2019 NYC Women's March

Go do the networking things kids... Through one of the first events I went to here in New York I got a change to meet producer Elizabeth Potter. She and her husband James run Potter Productions and we had a chance to work together on this small project centered around the 2019 Women's March in NYC. The Potters worked their magic and put together a sign making event where we interviewed a few attendees and shot some b-roll. The Women's March was the following Saturday and we hiked out to the Upper West Side to march alongside a crowd the New York Times said stretched about 10 city blocks.

I missed out on the 2018 event, but attended the 2017 Women's March in Oklahoma City. Having covered newsworthy events as both part of the media and on my own, I want to say that I'm very intentional about what I include in the pieces I put out.

I'm assuming you're not here because of my political beliefs, so you may want to skip the next couple paragraphs.

Regardless of how many people see this edit, I feel responsible for its content. I believe in the major ideas behind the Women's March and want to do what I can to help promote it. Were there counter-protesters waving "Trump 2020" flags? Yes. Where there individuals wearing all black with sunglasses and masks covering their face? Yes. What about those with homemade signs smearing Trump and honestly promoting violence against those who think differently than they do? Yea, they were there too. Did any of that nonsense make the edit? No.

The march route passed by both the Trump International Hotel and Fox News building. While I'm not an ardent fan of either, I didn't see it helpful to join in on the "Shame! Shame!" chant as we walked by each one. One woman standing outside the Fox News building made sure the passers by knew "Fox News helped pay for [her] daughter's education!" I know where I stand, but I don't see it as my responsibility to publicly shame someone who believes differently than I do.

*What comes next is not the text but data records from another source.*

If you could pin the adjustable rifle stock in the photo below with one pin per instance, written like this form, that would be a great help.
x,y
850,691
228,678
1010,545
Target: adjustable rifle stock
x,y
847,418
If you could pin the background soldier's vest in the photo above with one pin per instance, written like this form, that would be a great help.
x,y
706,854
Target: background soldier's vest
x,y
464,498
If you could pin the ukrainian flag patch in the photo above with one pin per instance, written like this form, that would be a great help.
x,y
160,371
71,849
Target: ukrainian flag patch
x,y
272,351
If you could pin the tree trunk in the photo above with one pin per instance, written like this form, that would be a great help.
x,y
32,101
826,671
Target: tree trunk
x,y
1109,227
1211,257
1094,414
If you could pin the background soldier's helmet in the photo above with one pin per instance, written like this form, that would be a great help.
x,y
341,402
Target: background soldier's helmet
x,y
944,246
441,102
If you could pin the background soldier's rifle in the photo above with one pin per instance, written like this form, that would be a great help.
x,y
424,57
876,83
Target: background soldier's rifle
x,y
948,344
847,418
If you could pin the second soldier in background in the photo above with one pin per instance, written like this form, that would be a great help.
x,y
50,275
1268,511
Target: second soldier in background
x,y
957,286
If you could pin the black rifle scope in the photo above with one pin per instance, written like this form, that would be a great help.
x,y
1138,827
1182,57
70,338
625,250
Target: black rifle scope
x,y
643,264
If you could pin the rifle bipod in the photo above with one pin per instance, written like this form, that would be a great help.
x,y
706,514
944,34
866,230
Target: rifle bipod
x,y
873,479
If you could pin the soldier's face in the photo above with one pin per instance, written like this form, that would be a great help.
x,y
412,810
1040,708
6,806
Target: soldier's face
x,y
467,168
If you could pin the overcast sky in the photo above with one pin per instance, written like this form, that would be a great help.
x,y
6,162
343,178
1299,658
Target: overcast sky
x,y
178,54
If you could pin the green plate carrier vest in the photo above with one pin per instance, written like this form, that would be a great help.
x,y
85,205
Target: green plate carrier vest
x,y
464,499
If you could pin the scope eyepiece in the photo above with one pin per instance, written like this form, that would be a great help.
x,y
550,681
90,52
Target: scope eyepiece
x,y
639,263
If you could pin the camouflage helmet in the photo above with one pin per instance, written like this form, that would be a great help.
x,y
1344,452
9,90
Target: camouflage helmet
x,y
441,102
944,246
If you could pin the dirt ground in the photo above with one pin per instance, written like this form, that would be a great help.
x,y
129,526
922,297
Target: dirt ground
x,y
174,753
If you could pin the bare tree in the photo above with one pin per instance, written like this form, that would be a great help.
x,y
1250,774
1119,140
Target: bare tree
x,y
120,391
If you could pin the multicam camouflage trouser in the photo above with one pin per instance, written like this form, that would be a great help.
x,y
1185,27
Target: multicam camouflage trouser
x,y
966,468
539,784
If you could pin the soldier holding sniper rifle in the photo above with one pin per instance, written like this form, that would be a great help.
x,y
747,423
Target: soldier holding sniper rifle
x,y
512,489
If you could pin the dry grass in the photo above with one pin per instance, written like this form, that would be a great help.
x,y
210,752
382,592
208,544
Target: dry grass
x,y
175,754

Now that I've got that off my chest, onto the "How'd we do that?" part.

Gear-wise I shot all the nonsense with a pared down version of my RED Weapon and a Zeiss 35mm CP.2 lens. For the audio interviews we used my Zoom H4n audio recorder and a shotgun mic. I'm still getting used to moving around the city with gear, and especially for a zero budget project like this, less is always better.

For post-work, Elizabeth and I pretty much divided and conquered: I sent her the audio files and she sent me notes with timecode; I dug through the footage and pulled selects. All the footage was shot in 4k 2:1 ProRes at 23.98fps. Throughout the edit process I'll pull still frames from the footage and color them on my phone with VSCO (see below). Absolutely dug a good deal of the imagery from the march, but the lighting and color temperatures from the sign making event were a hot mess.

In putting together an edit like this, my workflow typically starts with building out a story line using the interview audio. Once that structure is there, I'll start laying in footage that hopefully makes sense and supports the story line. If you've seen anything else of mine you'll know I'm a fan of using natural sound in an edit like this. The additional audio is just from the internal mics on the RED Weapon.

The thinking was to keep it short and sweet plus push out a shorter edit for social media. I'll say there was a bit of a headache with the Instagram edit. Turns out there's some codec nonsense in getting video uploaded to Instagram via iPhone XS; thx for the help Reddit. We ended up using two of the 4-5 interviews we recorded and only 90 seconds from the 24+ minutes of footage selects.

From the beginning I felt like Elizabeth and I were on the same page about what we wanted out of this: make something together we could both use to help promote our work. I'm pretty sure that's what we're all trying to do but the fact that we both believe in what the Women's March stands for is just icing on the cake.